Road marking material as described. 4. A thermoplastic synthetic rubber or a thermoplastic polyester is a styrene-based thermoplastic elastomer having a polystyrene phase in a terminal phase and a rubber intermediate phase, an ethylene-vinyl acetate copolymer, an ethylene-ethyl acrylate copolymer, Ethylene-α-olefin copolymer, propylene
The road marking material according to claim 3, which is selected from an α-olefin copolymer and an alicyclic polyester. 5. The method according to claim 1, which is of a heat melting type.
Road marking material as described. 6. A road marking method, comprising applying the road marking material according to claim 1 on a road. 7. The coating film further has a refractive index of 2.0 to 2.

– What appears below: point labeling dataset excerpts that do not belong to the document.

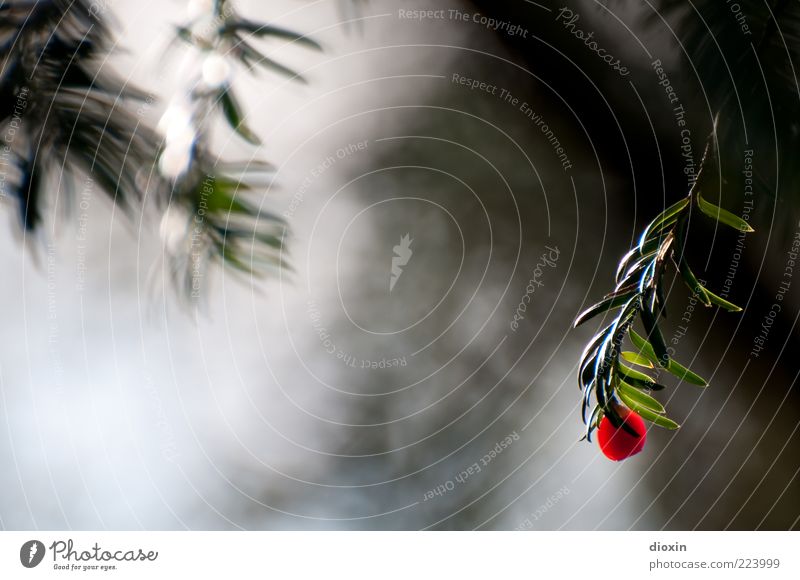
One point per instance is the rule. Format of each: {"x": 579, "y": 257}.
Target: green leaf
{"x": 654, "y": 337}
{"x": 692, "y": 282}
{"x": 637, "y": 359}
{"x": 630, "y": 373}
{"x": 249, "y": 52}
{"x": 673, "y": 367}
{"x": 233, "y": 114}
{"x": 721, "y": 302}
{"x": 657, "y": 419}
{"x": 608, "y": 303}
{"x": 637, "y": 400}
{"x": 723, "y": 215}
{"x": 667, "y": 217}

5. The road marking method according to claim 6, wherein glass beads having a particle size of 10 to 3000 m are sprayed. 8. A road marking material is applied on a road, and then the surface of the coating has a refractive index of 1.5 to 2.5 and a particle size of 10 to 10.
A road marking method comprising spraying 3000 μm glass beads. 9. A road marking obtained by the method according to claim 6, 7, or 8. 10. A refractive index of 2.0 to 2.5 and a particle size of 10
Road markings with -3000 μm glass beads on the surface and / or inside.